The writing is distractingly bad, with moments that make no sense or prove downright irrational. At first, the Wydens attempt to kill the mega-wolf in Wyoming using a guy named Burke (Joe Manganiello). When Brett asks his sister who Burke is, Claire explains, “You know that Killers R Us company I hired? He’s the ‘Us.'” It’s a line that’s supposed to sound badass but instead sounds unintentionally stupid. There’s a lot of that in Rampage. Take when the Wydens use a special radio signal to draw all the beasts to their company’s headquarters in downtown Chicago so that they can recover the genetic material for their continued research. This begs the question: Why would you want to draw colossal beasts to your building? Why not lure them to the middle of nowhere? Or at least to someone else’s building? Such thin, often nonsensical motivations remain prevalent throughout and fail to give us any reason to care about what’s happening onscreen. At the very least, the runtime mercifully falls under the two-hour mark, which is shorter than most characteristically overlong summer blockbusters.
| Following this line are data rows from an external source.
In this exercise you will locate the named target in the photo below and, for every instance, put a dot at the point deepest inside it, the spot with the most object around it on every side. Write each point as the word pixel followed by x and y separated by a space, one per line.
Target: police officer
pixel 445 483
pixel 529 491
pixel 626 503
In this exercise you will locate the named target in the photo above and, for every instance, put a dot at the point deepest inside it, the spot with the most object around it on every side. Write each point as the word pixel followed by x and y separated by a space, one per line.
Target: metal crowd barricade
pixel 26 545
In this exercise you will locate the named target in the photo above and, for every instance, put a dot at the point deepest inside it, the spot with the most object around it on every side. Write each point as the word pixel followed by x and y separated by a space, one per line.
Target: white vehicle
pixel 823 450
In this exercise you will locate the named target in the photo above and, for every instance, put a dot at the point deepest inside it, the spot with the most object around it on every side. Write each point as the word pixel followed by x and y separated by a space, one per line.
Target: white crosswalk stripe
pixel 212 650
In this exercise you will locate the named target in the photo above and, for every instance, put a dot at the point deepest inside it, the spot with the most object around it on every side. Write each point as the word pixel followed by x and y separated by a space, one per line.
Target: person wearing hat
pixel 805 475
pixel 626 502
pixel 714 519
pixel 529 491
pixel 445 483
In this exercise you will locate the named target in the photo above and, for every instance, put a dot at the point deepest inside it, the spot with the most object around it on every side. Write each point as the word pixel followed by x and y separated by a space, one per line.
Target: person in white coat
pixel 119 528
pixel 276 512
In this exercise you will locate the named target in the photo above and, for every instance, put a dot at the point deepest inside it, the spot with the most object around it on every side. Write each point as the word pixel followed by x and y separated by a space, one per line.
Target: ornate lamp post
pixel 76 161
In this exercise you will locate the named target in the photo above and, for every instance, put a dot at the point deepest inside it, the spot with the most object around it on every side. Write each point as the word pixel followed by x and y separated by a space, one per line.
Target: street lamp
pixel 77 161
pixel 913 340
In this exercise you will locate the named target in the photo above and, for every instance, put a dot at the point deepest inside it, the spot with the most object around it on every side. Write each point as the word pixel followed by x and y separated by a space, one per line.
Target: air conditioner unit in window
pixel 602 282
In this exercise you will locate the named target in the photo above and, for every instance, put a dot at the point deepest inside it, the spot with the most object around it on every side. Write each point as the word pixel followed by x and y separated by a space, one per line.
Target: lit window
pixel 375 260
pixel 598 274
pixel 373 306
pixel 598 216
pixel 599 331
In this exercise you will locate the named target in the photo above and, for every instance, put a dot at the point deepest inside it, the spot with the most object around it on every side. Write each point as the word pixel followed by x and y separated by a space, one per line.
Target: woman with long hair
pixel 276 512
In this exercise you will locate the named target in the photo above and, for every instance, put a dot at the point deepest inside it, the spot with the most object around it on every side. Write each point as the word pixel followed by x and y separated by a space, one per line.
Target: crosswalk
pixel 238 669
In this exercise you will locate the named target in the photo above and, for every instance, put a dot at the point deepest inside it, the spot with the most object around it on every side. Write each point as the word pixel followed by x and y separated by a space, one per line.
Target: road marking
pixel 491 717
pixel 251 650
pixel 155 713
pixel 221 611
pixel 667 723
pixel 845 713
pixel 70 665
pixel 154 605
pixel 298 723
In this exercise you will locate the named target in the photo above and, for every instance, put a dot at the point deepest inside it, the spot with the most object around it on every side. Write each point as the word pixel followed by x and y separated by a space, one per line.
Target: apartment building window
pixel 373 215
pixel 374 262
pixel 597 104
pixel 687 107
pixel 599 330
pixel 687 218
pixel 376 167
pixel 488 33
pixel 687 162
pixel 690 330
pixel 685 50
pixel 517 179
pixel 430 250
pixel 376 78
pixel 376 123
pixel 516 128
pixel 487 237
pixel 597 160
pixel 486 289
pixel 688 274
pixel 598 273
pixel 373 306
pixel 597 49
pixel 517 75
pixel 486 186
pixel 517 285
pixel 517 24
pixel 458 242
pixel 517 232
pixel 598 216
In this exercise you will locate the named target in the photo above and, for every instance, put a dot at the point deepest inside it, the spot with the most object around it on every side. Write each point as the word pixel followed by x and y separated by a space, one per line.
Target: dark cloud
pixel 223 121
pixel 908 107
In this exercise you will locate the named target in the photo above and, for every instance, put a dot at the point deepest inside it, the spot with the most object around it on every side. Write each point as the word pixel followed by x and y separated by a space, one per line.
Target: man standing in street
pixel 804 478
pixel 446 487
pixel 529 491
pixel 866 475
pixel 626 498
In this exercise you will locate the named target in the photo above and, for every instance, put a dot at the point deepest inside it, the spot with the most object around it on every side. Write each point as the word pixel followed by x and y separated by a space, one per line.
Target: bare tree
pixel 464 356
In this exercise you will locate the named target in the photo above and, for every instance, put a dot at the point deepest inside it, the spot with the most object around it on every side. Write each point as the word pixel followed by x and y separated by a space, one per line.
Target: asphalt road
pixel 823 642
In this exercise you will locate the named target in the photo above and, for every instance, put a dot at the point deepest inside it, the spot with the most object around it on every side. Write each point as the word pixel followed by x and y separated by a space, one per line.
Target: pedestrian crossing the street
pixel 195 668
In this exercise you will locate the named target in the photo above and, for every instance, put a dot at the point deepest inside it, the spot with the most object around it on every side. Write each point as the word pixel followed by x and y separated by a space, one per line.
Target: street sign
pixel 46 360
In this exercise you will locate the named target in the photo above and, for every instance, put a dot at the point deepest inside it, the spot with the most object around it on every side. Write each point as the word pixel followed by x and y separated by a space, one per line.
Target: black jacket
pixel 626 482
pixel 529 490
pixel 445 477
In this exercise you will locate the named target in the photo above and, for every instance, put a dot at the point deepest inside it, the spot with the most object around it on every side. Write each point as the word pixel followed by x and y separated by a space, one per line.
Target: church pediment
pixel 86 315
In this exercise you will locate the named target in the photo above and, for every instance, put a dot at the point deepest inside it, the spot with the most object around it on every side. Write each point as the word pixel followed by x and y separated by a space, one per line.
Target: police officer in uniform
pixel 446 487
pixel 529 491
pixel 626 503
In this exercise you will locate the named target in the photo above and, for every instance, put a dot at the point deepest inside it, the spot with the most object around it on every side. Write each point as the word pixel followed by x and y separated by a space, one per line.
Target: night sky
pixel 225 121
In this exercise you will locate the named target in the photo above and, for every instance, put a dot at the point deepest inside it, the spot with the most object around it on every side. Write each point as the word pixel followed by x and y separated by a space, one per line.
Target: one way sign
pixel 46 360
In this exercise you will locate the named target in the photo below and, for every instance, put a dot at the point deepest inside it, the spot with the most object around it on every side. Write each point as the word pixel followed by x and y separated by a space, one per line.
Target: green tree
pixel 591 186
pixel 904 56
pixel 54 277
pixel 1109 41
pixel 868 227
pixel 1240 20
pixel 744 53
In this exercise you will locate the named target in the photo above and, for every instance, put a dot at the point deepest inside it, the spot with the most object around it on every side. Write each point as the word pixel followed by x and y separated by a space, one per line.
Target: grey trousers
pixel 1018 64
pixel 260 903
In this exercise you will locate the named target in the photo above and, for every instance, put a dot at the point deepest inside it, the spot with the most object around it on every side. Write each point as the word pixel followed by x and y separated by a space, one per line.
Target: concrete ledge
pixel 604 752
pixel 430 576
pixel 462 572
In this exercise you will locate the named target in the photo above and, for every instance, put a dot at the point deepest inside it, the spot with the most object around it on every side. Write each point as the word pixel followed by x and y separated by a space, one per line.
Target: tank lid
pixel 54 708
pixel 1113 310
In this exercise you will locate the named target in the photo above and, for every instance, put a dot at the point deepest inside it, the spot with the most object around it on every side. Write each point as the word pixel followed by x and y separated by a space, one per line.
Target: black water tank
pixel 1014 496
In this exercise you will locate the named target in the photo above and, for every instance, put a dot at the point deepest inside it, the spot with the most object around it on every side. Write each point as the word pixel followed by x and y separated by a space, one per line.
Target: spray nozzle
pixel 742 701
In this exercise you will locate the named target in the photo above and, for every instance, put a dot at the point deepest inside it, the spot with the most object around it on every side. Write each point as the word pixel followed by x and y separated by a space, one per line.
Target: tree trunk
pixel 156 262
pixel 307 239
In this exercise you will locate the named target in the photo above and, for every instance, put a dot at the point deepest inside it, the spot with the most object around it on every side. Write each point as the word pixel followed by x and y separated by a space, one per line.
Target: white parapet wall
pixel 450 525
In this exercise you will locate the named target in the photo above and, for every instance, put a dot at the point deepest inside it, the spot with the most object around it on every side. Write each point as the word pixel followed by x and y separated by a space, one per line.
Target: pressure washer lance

By the time the CGI creature mayhem begins, and the Wyden skyscraper topples over, leaving untold numbers in collateral damage, Peyton’s direction calls to mind the disaster fare of Roland Emmerich, with occasional hints of Michael Bay. By comparison, Peyton makes those directors look like masters (next to Rampage, Emmerich’s 2000 version of Godzilla isn’t so awful). The proceedings boast generic, unimpressive visuals and choppy editing, robbing viewers of the lowbrow pleasure often inherent to watching CGI creatures cause billions in property damage. Besides the cast, everything onscreen looks like a digital confection. The humans aren’t much better, though. Johnson and Harris have little chemistry, despite an implied romance in the finale. Worse, George, perhaps the only worthwhile character in Rampage, is used for cheap laughs. A running gag involves the CGI ape flashing the middle finger. And in the last scene, he refers to Davis and Kate with a lewd finger-in-the-hole gesture. Maybe George will throw poo in the sequel.